Texas Tech University

Civil Rights Movement inspired Eko's journalism career

Chyna Vargas

February 20, 2023

Lyombe Eko, Ph.D.

Lyombe Eko, Ph.D. discusses how important media was during the civil rights movement when voices needed to be heard.

Lyombe Eko, Ph.D., began his journalism journey when he was just a child. With a radio that was gifted to him as a boy, he could hear all the news happening around the world, which encouraged him to be the journalist he is today.

By knowing French, English and German, and being born in West Africa, Eko became a jack of all trades and had the opportunity to start his higher education in the United States at Sioux Falls University in South Dakota.

However, he did not stop there and used his bachelor's degree in media & communication as a jumping point. With his interest in radio and documentaries, he got his master's degree in mass communications from Wheaton College in Illinois.

“I then went back to Africa,” Eko said, “I was gone for 12 years. I was producing documentaries, I worked in radio, I worked in TV in Cameroon and in Kenya.”

Eko said it was time for him to put his degrees to another use as he was burnt out. He decided to get his doctoral degree from Southern Illinois University in 1997. Now with a wife and two children, Eko was hired by the University of Maine to restart its broadcast program.

After some time and gaining a new experience in the journalism world, Eko went to the University of Iowa to teach and serve as the director of graduate studies. This is where he met current College of Media & Communication Dean David D. Perlmutter, Ph.D., who was the director of the School of Journalism there. Perlmutter is the one who influenced him to move to West Texas.

“He kind of recruited me,” Eko said. “I came down here and [my family ] likes it. I really do like it, and there's no place like Texas.”

After Eko became established at Texas Tech, he said he still wanted to do more, especially with human rights.

While he was teaching, Eko said he continued to see people getting arrested or convicted just for reporting, even people he knew.

Since he has been a journalist, he said he grew a heightened sense for human rights, especially human rights in Africa.
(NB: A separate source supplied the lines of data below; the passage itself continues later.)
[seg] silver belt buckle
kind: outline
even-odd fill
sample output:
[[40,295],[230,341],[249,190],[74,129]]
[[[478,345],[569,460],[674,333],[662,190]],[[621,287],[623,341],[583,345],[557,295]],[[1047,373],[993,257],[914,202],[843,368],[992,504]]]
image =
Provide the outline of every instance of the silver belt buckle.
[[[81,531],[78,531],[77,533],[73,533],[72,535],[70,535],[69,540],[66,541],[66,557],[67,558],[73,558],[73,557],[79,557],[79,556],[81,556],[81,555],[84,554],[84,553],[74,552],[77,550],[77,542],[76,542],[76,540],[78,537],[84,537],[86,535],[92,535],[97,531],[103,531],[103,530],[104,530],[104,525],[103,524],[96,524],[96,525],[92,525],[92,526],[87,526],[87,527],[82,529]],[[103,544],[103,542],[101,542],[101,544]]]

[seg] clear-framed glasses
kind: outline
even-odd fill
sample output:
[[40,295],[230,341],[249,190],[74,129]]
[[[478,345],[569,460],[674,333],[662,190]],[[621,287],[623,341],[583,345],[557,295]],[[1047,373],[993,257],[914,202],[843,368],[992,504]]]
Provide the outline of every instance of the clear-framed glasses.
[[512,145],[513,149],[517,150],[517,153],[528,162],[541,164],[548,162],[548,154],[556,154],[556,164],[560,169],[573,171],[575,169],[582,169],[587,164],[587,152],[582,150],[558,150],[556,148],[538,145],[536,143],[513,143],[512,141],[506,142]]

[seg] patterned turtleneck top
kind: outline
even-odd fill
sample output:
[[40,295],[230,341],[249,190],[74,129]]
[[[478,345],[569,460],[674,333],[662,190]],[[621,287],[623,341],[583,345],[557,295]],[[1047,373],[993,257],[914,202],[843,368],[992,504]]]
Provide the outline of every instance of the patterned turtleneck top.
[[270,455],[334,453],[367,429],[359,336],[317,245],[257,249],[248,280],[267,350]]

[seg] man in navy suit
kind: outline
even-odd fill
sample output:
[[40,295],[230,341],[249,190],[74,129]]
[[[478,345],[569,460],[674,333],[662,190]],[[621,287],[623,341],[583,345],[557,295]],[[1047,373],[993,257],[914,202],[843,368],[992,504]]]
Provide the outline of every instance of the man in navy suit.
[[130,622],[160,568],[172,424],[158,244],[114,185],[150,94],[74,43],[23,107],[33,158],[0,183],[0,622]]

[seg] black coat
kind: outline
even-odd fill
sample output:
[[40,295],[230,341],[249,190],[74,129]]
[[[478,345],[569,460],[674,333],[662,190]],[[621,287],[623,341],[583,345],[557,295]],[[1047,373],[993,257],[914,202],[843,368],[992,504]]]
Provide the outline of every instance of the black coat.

In Texas, Eko created a non-profit called the West Texas Human Rights Retreat, a project he is currently working on in Fort Davis. According to their website, the non-profit was set up as an “international haven of freedom of expression and human rights.”

Eko said at the retreat, people who have been unjustly prosecuted, jailed and tortured outside of the US can go to relax in the remote area of West Texas. Journalists from other countries are not given the same freedom of expression as US journalists, so Eko wanted to create a safe space for those individuals. He wants people there to feel they have liberty and learn their country's regimes are not the norm worldwide.

Eko cites the Civil Rights Movement as one of his largest inspirations to become the man he is today.

He said he always heard Martin Luther King Jr.'s “I Have a Dream” speech and James Brown's lyrics over the radio – “Say it loud, I'm Black and proud.” Eko said these movements resonated with people in Africa.

“In a way, African Americans made us part of the global Black consciousness movement. So we were there.” Eko said.

The media opened their eyes, Eko said, to the reality of America at that time.

One of his favorite memories is visiting the Ebenezer Baptist Church, located in Atlanta, Georgia, and the church home of Martin Luther King Jr. He attended the New Year's Eve service, where he learned not only the significance of the church, but why New Year's Eve was extremely important to African-Americans. In 1863, New Year's Eve was the night of liberation and when the Emancipation Proclamation took place.

“We sat there and it was the most moving service I had ever been to,” Eko said.

Eko has had a long journey that has led him to the College of Media & Communication. His expertise and knowledge are going to continue encourage and empower CoMC students.

“Black History Month for some people is a month for remembrance,” Eko said, “but for me, it's a time for celebration, celebrating how far we've come.”